Domestic violence and your rights

…you are not alone! No doubt you will experience all manner of emotions in dealing with the abuse, whether it is physical, verbal or even emotional but it is important to remember that there are mechanisms in our law to protect you and your children.

Your rights as a victim of domestic abuse

The Domestic Violence Act (1998) protects women against a broad range of behaviours that constitute domestic violence; including physical, sexual, verbal, emotional and psychological abuse, stalking, intimidation, harassment, malicious damage to property, as well as other forms of controlling behaviour which may cause harm to the safety, health or well being of the victim.

An important protection afforded by the Act is that the definition of “domestic relationship” has been extended to almost any form of an intimate or personal relationship.

How to obtain a protection order against the abuser

Domestic Violence Courts are housed in the Magistrates Court within your Magisterial district.

If you are a victim of domestic violence, you are able to attend at the Magistrates Court and complete the relevant form, an Application for Protection Order (Form 2: J480).

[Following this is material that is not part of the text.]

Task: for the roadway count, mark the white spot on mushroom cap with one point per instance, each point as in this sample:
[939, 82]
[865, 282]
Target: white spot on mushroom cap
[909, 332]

Once completed, the Clerk of the Domestic Violence Court should issue the documents and open a case file. The Magistrate should then consider whether, you have made out a case of domestic violence and issue an Interim protection Order providing you with protection from the specific abuse to which you have been exposed.

A warrant of arrest could be authorised but suspended by the Magistrate which warrant may be used if the Respondent (person against whom you seek the Protection Order) violates the terms of the Order.

You are obliged to return to court on the return date, which date is given to you by the Clerk of the Court.

Making the protection order final

The Respondent is served with a copy of the Application papers and Interim Protection Order. Should the Respondent wish to oppose the granting of a Final Protection Order, they must place an affidavit before court advising why the Order should not be made final, to which you may reply by way of affidavit.

If the Application remains opposed, and in the event that there are disputes of fact on the affidavits, it will proceed to trial. The Magistrate will ultimately make a decision as to whether the Final Order should be granted.

While the Interim Protection Order is in place, and once it is made final, should the Respondent breach the terms of the Order, you have a right to call the police who are obliged to intervene.

If the police believe that you may suffer imminent harm, they are obliged to take the Respondent into custody and you may lay charges against the Respondent for the abuse.

In the event that the Domestic Violence Application becomes complex or difficult, we recommend that you seek legal assistance from an attorney who specialize in matters of this nature.